Entering Saturday’s homecoming game with Troy (2 p.m., ESPN3), Duckworth is fifth in the Sun Belt in rushing yards (271) and tied for the conference lead in rushing touchdowns (three). He carried for 90 yards in Idaho’s 33-30 overtime win at UNLV.
The Vandals courted Duckworth out of Oakleaf High School for a long time, Shumaker said – at least longer than they typically do with Florida prospects. They’ll often get a tip from a Florida high school coach in January, a month before signing day, about an under-recruited player.
But Duckworth had seven or eight scholarship offers and decided in July 2013, before his senior season, to commit to UAB. About two weeks before signing day, Idaho coaches – led by Cinkovich – reconnected with Duckworth and convinced him to take an official visit.
“Being here on my visit, Coach Cink did a great job recruiting me,” Duckworth said. “And I looked forward to meeting him in person. It was awesome. Felt like a place I wanted to be. This place made me feel like (I had) a second home.”
When Duckworth signed, Petrino noted that he had known his high school coach, Derek Chipoletti, “forever.” Chipoletti has since moved on from Oakleaf, but the relationships that Petrino and Cinkovich have forged in Florida are still paying off.
One example: A couple weeks after signing day this year, Idaho plucked Brandon Luckett, a promising true freshman receiver, out of Bradenton, which is Sannon and Grabski’s hometown.

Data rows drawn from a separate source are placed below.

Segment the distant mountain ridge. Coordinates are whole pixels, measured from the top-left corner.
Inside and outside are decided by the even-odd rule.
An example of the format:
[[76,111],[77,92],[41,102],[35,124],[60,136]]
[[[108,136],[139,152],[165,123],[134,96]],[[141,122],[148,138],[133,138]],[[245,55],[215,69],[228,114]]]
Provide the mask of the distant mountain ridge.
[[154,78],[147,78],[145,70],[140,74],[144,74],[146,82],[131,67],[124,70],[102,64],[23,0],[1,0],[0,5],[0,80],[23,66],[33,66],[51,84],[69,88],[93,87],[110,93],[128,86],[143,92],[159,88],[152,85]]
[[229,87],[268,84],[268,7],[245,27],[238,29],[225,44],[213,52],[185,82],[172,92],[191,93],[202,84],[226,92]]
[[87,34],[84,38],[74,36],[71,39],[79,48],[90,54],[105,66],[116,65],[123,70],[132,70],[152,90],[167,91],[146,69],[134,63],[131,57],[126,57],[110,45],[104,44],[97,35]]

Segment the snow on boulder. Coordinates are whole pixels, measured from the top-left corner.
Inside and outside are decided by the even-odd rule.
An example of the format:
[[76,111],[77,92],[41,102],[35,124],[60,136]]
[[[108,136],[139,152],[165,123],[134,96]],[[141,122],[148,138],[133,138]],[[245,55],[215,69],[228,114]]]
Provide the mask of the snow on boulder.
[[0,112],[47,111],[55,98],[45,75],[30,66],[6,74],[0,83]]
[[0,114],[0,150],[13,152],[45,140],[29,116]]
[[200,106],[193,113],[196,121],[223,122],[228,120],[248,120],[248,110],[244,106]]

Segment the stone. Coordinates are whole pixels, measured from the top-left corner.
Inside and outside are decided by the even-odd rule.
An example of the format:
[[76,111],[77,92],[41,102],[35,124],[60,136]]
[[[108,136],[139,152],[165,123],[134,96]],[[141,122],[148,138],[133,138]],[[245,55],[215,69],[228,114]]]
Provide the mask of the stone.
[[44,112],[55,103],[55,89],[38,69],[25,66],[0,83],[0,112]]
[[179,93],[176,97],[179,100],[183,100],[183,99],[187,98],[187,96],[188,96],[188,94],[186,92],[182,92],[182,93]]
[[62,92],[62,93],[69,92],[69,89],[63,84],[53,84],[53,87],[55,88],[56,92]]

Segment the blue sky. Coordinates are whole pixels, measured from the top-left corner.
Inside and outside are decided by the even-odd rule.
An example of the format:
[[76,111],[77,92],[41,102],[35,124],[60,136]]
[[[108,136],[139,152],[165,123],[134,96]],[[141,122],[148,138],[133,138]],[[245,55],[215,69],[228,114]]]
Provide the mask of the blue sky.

For every Florida recruit, the UI coaching staff encourages them to visit in January, when it’s typically gray and cold in Moscow. That way they can make sure it’s the place for them.
“It will test them early on if they’re really into it,” Shumaker said. “It’s a long way (from Florida), but I think that’s great for kids. It forces those kids to grow up.”
Shumaker credits Duckworth’s parents for preparing him to attend college and play football on the other side of the country. “His parents are great and have done a terrific job with him.”
Now, with the Vandals at .500 heading into Sun Belt play, the speedy running back is ready to fulfill his main goal: securing a spot in a bowl game.
“I want to send the seniors off on a good note – on a great note, actually,” Duckworth said. “I know the work we put in all summer and fall camp, and I know how bad our team wants it.”